21st Century Expectations for San Antonio's Community Colleges and Higher Education in Texas
21st Century Expectations for San Antonio's Community
Colleges and Higher Education in Texas1
We petitioners demand more professionalism and foresight from the members of Texas House and Senate Committees on Higher Education. And we demand an immediate response to the specific issues addressed in our petition from Dan Branch, Joaquin Castro, Florence Shapiro and Dan Patrick -- the chairpersons of said committees.
First, we demand the incorporation of Dr. Daniel Jacoby's research into the formulas for funding higher education. Dr. Jacoby's critical finding is this: as the proportion of part-time faculty increases, graduation rates decrease2. The use of part-time faculty has risen 43 percent since 1969; now, about 70 percent of all faculty at community colleges are part-timers, many of whom have become "perma-temps." This excessive hiring of part-time faculty is objectionable because the working conditions of part-time faculty are often objectionable (e.g., inadequate pay, no benefits and little to no job security) and because the excessive hiring of part-time faculty negatively affects educational outcomes. Moreover, we demand that the salaries of executive college administrators -- who more often than not are already among the top 10 percent of wage earners and whose salaries, nationally, rose on average over 35 percent between 2004 and 20093 -- be lowered in order to fund more full-time faculty positions at Texas' community colleges. Consider Alamo Colleges' Chancellor Bruce Leslie, a man nearly in the top 1 percent of wage earners; taxpayers pay Leslie's $319,937.28 salary each year and pay Leslie's $1,000-a-month auto allowance each year. He also received a $30,000 bonus in 2009. Taxpayers should not have to pay for a public employee to be nearly in the top 1 percent of incomes4. Our money would be better spent on faculty and scholarships.
Second, we demand that all members of the Texas Senate and House Committees of Higher Education monitor the professional journals devoted to higher education. Legislative staff must be assigned to this task. Keep in mind that the members of the higher education committees were unaware of Dr. Jacoby's research, which was published in 2006, until Robert J. Pohl (a former student at San Antonio College) testified before a joint session of the higher education committees on August 19, 2010. We are shocked because neither legislative staff nor members of the committees systematically monitor the professional sources of information on higher education, and we demand action.
Third, we demand that all members of each committee -- especially Dan Branch, Joaquin Castro, Florence Shapiro and Dan Patrick -- ADVOCATE FOR THE HIRING OF MORE FULL-TIME FACULTY AT TEXAS' COMMUNITY COLLEGES. We demand that the members of the higher education committees write letters to the editors of all major newspapers in Texas, letters that bring attention to Dr. Jacoby's research and that advocate for the hiring of more full-time faculty at community colleges. Good working conditions are good learning conditions. Address the exploitation of labor and the adverse educational effects of this exploitation.

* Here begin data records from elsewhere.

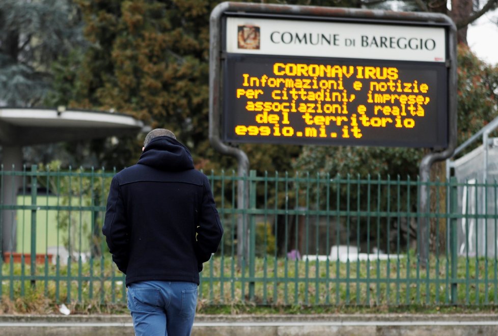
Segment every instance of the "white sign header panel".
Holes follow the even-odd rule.
[[[444,62],[445,28],[227,18],[227,52]]]

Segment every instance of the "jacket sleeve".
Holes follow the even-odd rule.
[[[110,183],[102,232],[105,236],[113,260],[119,270],[126,274],[129,250],[129,229],[125,210],[116,176],[113,178]]]
[[[223,228],[214,204],[209,181],[204,176],[204,190],[197,225],[196,253],[198,268],[202,270],[202,263],[209,260],[216,251],[223,235]]]

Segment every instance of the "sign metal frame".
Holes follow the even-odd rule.
[[[425,213],[429,192],[426,182],[429,180],[432,164],[437,161],[450,157],[455,150],[457,137],[457,71],[456,71],[456,27],[448,16],[442,14],[425,12],[397,12],[380,10],[368,10],[351,8],[320,7],[281,5],[266,4],[251,4],[224,2],[218,5],[212,11],[210,18],[209,55],[209,140],[213,147],[223,154],[236,158],[238,163],[238,174],[240,179],[238,191],[238,206],[243,209],[248,197],[248,189],[244,187],[244,177],[247,176],[249,161],[243,151],[236,145],[224,143],[220,137],[222,125],[222,109],[223,106],[222,63],[227,54],[224,52],[226,46],[222,39],[224,32],[224,18],[227,15],[250,16],[254,17],[294,18],[296,19],[313,19],[318,21],[334,20],[338,22],[365,23],[368,22],[395,25],[403,22],[404,25],[413,26],[430,25],[445,27],[446,35],[446,57],[445,66],[447,69],[448,142],[446,146],[431,148],[431,152],[422,160],[419,172],[422,183],[419,191],[420,209],[419,212]],[[244,191],[244,190],[246,190]],[[244,192],[246,193],[244,194]],[[245,222],[241,217],[239,224]],[[428,238],[428,219],[422,218],[420,227],[421,241],[426,242]],[[243,227],[239,225],[239,228]],[[238,232],[238,234],[243,232]],[[242,236],[241,235],[241,237]],[[242,245],[248,244],[242,244]],[[428,255],[427,244],[421,244],[420,258],[422,265],[425,265]],[[238,250],[240,256],[246,251]]]

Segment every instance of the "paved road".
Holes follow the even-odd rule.
[[[198,315],[193,336],[204,335],[498,334],[498,319],[489,315]],[[0,330],[11,335],[133,334],[127,316],[2,316]]]

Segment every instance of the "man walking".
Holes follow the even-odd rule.
[[[189,335],[202,263],[223,234],[205,175],[170,131],[147,134],[137,164],[113,178],[102,232],[126,274],[136,335]]]

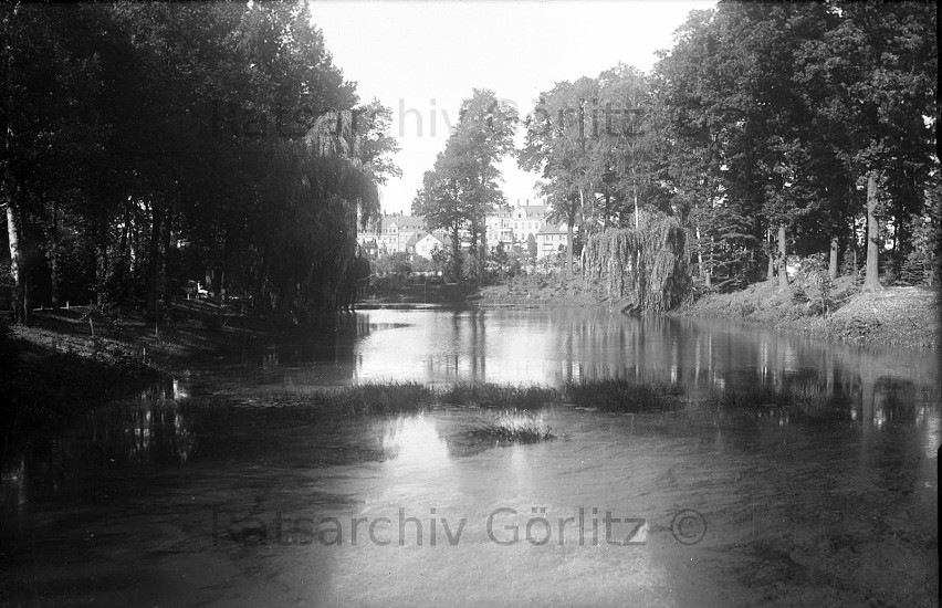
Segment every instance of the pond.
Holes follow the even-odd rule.
[[[3,459],[14,604],[935,605],[935,354],[601,310],[360,311],[195,364]],[[312,416],[279,396],[415,380],[676,382],[674,413]],[[723,389],[831,397],[736,410]],[[299,402],[292,399],[291,402]],[[818,401],[816,401],[818,402]]]

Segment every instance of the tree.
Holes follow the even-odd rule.
[[[461,230],[470,224],[477,212],[474,203],[464,192],[470,184],[465,157],[459,156],[454,140],[449,138],[444,151],[439,153],[435,168],[426,171],[422,187],[412,201],[412,214],[426,219],[429,230],[442,229],[451,238],[452,273],[461,280]]]
[[[463,158],[460,166],[469,172],[462,181],[468,188],[461,196],[471,206],[471,247],[474,250],[480,244],[479,258],[483,262],[488,252],[484,218],[506,205],[496,164],[514,149],[519,118],[516,108],[498,99],[486,88],[475,88],[471,97],[462,102],[459,116],[451,136],[452,154]]]

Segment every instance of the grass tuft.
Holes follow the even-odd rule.
[[[559,401],[559,392],[542,386],[459,382],[439,395],[442,403],[530,410]]]
[[[543,417],[526,411],[507,410],[480,420],[468,433],[477,441],[495,443],[538,443],[556,439]]]
[[[745,390],[726,389],[713,392],[708,402],[723,409],[750,408],[808,408],[819,409],[840,402],[838,397],[829,397],[819,391],[804,389],[776,390],[774,387],[761,386]]]
[[[333,392],[316,392],[315,402],[343,416],[370,416],[420,411],[435,400],[435,392],[419,382],[365,384]]]
[[[606,411],[649,413],[673,411],[682,406],[678,385],[636,384],[624,379],[583,380],[566,385],[566,398],[577,406]]]

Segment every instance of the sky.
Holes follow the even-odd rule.
[[[401,179],[381,189],[383,210],[409,213],[422,175],[444,149],[462,99],[490,88],[521,118],[557,82],[595,77],[618,62],[650,72],[656,52],[691,10],[715,1],[352,2],[312,1],[334,64],[360,101],[393,109]],[[517,130],[523,143],[523,127]],[[542,202],[538,176],[500,164],[511,205]]]

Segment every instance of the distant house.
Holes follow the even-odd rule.
[[[559,251],[559,247],[569,245],[569,233],[566,224],[546,224],[536,233],[536,259],[542,260]]]
[[[558,251],[559,244],[568,242],[566,227],[547,223],[548,209],[545,205],[517,205],[510,209],[501,209],[484,218],[488,235],[488,247],[493,251],[502,244],[509,251],[514,245],[525,248],[532,234],[536,239],[537,256],[542,258]],[[562,232],[561,232],[562,231]]]
[[[431,260],[436,250],[451,248],[451,238],[440,230],[428,232],[416,241],[416,255]]]
[[[423,227],[425,218],[401,213],[384,214],[357,234],[357,242],[376,251],[378,255],[410,253]]]

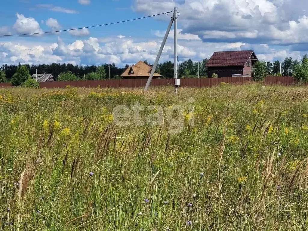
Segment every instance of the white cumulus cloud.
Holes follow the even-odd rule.
[[[74,28],[72,28],[75,29]],[[82,37],[83,36],[86,36],[89,35],[90,33],[86,28],[84,28],[83,29],[80,30],[70,30],[69,33],[72,35],[77,37]]]
[[[38,23],[33,18],[26,18],[23,14],[19,14],[18,13],[16,16],[17,19],[13,26],[13,28],[17,33],[31,34],[43,32]]]
[[[78,2],[82,5],[88,5],[91,3],[91,0],[78,0]]]
[[[57,19],[51,18],[46,21],[46,25],[54,30],[59,30],[61,28]]]

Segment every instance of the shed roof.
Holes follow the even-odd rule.
[[[152,66],[149,66],[142,61],[139,61],[134,65],[129,67],[121,75],[121,77],[149,77],[152,70]],[[130,73],[131,69],[132,70],[133,73]],[[161,77],[158,73],[154,73],[153,76]]]
[[[206,66],[243,66],[252,56],[257,60],[254,52],[252,50],[216,51],[208,60]]]
[[[35,74],[33,74],[31,76],[31,78],[35,79],[36,78]],[[37,74],[37,81],[38,82],[46,82],[51,77],[55,80],[55,79],[52,75],[52,74],[48,74],[45,73],[43,74]]]

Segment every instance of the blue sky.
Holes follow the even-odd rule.
[[[308,53],[306,0],[2,0],[0,34],[70,29],[172,10],[179,18],[179,57],[254,50],[272,61]],[[154,62],[171,15],[88,30],[0,37],[0,65],[53,62],[119,66]],[[172,59],[173,31],[161,59]]]

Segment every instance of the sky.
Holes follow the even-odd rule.
[[[113,22],[172,11],[176,6],[178,58],[196,61],[215,51],[253,50],[273,61],[308,53],[307,0],[1,0],[0,35]],[[43,35],[0,37],[0,65],[53,62],[153,63],[172,14]],[[160,62],[173,59],[173,28]]]

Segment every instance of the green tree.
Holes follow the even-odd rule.
[[[266,65],[265,62],[258,61],[256,62],[253,67],[253,80],[255,81],[264,80]]]
[[[212,78],[218,78],[218,75],[216,73],[213,73],[213,74],[212,75]]]
[[[284,75],[289,76],[289,74],[290,73],[292,73],[292,63],[293,62],[293,60],[292,60],[292,57],[286,58],[286,59],[284,60],[282,63],[282,66]]]
[[[70,71],[66,73],[61,72],[57,79],[58,81],[75,81],[77,80],[76,75],[72,73]]]
[[[0,69],[0,83],[5,83],[6,78],[5,77],[5,73]]]
[[[103,65],[98,67],[95,72],[99,76],[99,79],[103,79],[106,78],[106,71]]]
[[[24,87],[38,88],[39,83],[34,79],[30,78],[23,83],[21,85]]]
[[[266,63],[266,66],[265,68],[266,73],[269,74],[271,74],[272,69],[273,63],[271,62],[267,62]]]
[[[30,78],[29,70],[25,65],[21,65],[17,67],[16,72],[12,77],[11,83],[13,86],[19,86]]]
[[[294,67],[294,76],[298,81],[308,82],[308,56],[305,55],[302,59],[301,63],[298,63]]]
[[[273,64],[272,73],[279,73],[280,72],[280,62],[279,60],[276,60]]]

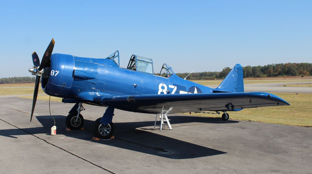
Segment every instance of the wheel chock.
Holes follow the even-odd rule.
[[[99,138],[93,137],[92,138],[92,139],[93,140],[95,141],[99,141],[100,140],[100,138]]]

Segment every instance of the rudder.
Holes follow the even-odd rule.
[[[236,64],[227,75],[219,86],[215,89],[217,92],[243,92],[244,79],[243,67]]]

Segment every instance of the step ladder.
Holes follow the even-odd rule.
[[[158,120],[158,117],[159,117],[160,120]],[[165,120],[165,119],[166,119]],[[156,124],[156,122],[158,121],[160,121],[160,125],[157,125]],[[164,122],[166,122],[166,123],[164,123]],[[160,131],[161,131],[162,129],[165,129],[166,128],[166,126],[169,128],[169,129],[171,130],[172,130],[172,128],[171,127],[171,126],[170,125],[170,122],[169,122],[169,120],[168,119],[168,118],[167,117],[167,115],[162,114],[161,114],[161,117],[160,114],[156,114],[156,118],[155,119],[155,123],[154,124],[154,130],[155,129],[155,127],[158,126],[160,128]]]

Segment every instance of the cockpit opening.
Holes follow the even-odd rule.
[[[131,56],[127,69],[151,74],[154,72],[152,59],[134,55]]]
[[[160,72],[159,73],[158,75],[168,78],[173,75],[174,73],[171,67],[170,66],[165,64],[163,65],[163,67],[160,70]]]

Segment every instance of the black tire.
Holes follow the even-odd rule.
[[[227,113],[224,113],[222,114],[222,119],[224,121],[227,121],[229,119],[229,114]]]
[[[75,121],[76,121],[77,114],[77,113],[71,113],[66,117],[66,120],[65,121],[66,126],[72,130],[80,129],[83,126],[84,121],[83,117],[82,117],[82,115],[81,114],[80,114],[79,115],[79,118],[78,118],[78,121],[77,123],[75,123]]]
[[[108,139],[112,137],[114,132],[113,122],[104,125],[100,122],[102,118],[99,118],[94,122],[93,134],[94,136],[101,139]]]

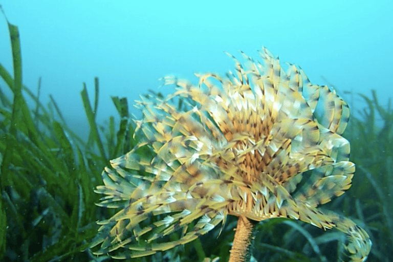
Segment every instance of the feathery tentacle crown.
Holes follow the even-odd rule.
[[[366,258],[371,243],[365,231],[317,208],[351,186],[355,165],[340,136],[350,115],[346,103],[327,86],[311,84],[300,68],[283,71],[265,48],[262,63],[243,54],[244,65],[231,56],[235,71],[225,77],[197,74],[195,86],[166,77],[165,84],[178,88],[174,94],[138,102],[144,116],[135,132],[144,139],[111,161],[113,168],[102,173],[105,185],[96,190],[106,195],[99,205],[122,209],[99,222],[96,254],[122,258],[166,250],[234,215],[336,227],[347,236],[345,255]],[[174,99],[187,105],[178,111]],[[136,154],[144,146],[154,151],[152,159]],[[302,173],[312,169],[295,192]],[[178,230],[178,240],[165,236]]]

Our fourth and final demand involves a serious commitment to altering the distribution of public monies: we demand that the chairpersons of the higher education committees seek ways to significantly increase funding for community colleges and for the expansion of on-campus daycare services at community colleges.
San Antonians in solidarity with parents, working-class students, the youth and the non-traditional students attending community colleges,
Rod Sachs and Robert J. Pohl
2. Dr. Daniel Jacoby, "Effects of Part-Time Faculty Employment on Community College Graduation Rates." The Journal of Higher Education (2006).
3. Gabriel Arana, "Higher Education Takes a Hit." The Nation (2009).